The case drew international attention in July last year when 55-year-old Xu Qouli described the disappearance of his wife Lai Hui without a trace after they left their home at midnight in the Chinese city of Hangzhou.
In several television interviews, Quoli sought information and assistance in locating his wife, and offered more than 125,000 Norwegian kroner on the inventor’s salary.
Confessed to the murder
Local police searched the apartment building where the family lived and were unsuccessful with 6,000 hours of surveillance equipment.
However, progress was made when police emptied the building’s septic tank and found traces of DNA from Hooli.
Thus the police decided that he did not leave the apartment in the dark of night. On the contrary, her husband was now the main suspect in the case.
Quoli was taken into custody on July 23 and confessed to the murder a few hours later, according to a police report. South China Morning Post.
In court, the prosecution alleges that Quoli encouraged and strangled his wife until the night of July 4, 2020. He then cut the meat into pieces with a meat grinder, cutting machine and knife before discarding the body parts. Toilet and trash.
They were married in 2008 and have a twelve-year-old daughter and a child from a previous marriage. Avisa writes that the person who informed the police that Huwili had gone missing without a trace was Suu Kyi’s own daughter.
The couple is said to have been involved in several clashes since 2018 – sometimes even violent fights. Quoli called his wife “useless”, saying he did not respect her.
In court, however, Sue Quoli denied that his wife’s murder had been planned, and denied that the meat grinder and cutting machine he had bought a year in advance had been purchased for criminal use.

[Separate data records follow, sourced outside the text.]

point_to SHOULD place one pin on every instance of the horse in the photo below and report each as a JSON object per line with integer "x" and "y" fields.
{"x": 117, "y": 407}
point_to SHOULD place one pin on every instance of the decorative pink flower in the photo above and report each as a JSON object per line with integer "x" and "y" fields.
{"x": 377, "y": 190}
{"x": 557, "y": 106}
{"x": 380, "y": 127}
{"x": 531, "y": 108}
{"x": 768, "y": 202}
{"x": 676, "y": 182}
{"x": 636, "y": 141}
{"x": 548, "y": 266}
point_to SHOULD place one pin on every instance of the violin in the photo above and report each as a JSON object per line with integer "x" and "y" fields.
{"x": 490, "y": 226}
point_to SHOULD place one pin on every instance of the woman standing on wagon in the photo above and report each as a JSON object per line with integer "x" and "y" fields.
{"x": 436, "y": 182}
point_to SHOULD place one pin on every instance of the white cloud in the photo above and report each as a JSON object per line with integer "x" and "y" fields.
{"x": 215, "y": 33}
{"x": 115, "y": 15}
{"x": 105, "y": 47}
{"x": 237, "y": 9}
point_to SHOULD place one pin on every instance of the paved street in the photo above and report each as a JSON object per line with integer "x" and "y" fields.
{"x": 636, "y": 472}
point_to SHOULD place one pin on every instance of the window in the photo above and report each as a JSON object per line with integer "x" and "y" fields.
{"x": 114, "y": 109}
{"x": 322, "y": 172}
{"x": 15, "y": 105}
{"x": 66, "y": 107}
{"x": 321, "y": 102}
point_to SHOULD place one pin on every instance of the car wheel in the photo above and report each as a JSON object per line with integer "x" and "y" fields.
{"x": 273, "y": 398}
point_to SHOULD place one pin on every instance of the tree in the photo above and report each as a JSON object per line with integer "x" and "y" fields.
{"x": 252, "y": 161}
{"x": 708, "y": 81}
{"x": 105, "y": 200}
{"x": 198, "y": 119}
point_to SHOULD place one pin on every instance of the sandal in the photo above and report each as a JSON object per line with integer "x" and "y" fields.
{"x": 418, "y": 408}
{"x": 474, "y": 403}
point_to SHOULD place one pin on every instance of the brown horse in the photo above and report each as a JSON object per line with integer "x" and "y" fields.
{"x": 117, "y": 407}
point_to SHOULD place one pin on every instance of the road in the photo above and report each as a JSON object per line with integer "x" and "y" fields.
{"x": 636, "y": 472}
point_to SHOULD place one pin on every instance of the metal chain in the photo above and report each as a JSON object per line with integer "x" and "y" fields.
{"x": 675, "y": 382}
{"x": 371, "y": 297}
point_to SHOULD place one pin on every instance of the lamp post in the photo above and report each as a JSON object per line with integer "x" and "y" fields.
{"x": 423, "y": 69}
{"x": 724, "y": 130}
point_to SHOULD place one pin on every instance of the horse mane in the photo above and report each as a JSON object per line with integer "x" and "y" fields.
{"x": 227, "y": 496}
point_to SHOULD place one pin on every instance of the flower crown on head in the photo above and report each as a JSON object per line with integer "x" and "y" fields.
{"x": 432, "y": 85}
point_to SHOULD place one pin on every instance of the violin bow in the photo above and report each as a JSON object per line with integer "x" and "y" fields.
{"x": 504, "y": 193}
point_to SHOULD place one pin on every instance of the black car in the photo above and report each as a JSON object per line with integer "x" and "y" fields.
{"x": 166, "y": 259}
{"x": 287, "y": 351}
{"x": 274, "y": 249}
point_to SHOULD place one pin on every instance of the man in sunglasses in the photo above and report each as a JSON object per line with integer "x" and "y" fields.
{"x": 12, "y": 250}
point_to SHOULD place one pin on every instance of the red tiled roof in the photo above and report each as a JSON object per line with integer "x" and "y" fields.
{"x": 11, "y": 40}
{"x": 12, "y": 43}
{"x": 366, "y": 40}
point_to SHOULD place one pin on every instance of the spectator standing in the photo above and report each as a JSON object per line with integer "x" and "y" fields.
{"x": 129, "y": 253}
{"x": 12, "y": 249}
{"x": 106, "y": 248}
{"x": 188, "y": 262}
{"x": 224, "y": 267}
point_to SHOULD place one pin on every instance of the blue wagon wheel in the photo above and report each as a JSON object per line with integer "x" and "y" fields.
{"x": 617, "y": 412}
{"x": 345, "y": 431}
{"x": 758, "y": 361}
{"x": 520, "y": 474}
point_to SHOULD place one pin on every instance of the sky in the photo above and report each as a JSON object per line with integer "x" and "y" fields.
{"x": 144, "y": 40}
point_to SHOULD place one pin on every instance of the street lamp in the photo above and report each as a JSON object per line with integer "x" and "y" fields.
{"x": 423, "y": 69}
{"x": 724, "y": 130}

One afternoon he defended himself by claiming that the murder had been triggered when the couple used a meat grinder. However, the pair are said to have ended up in a confrontation the same afternoon.
– Adequate evidence
The man’s bodyguard said he had been asked to examine the man’s mental health and wanted a milder sentence, but the prosecution said there was sufficient evidence that the murder was planned.
Prosecutors also argued that his family had no history of mental illness.
“I loved her, I hated her,” the man told the court South China Morning Post Added:
– Now it does not help to say that I am sorry, but I can say nothing more than regret.
The court decided that the verdict should come later, the newspaper writes.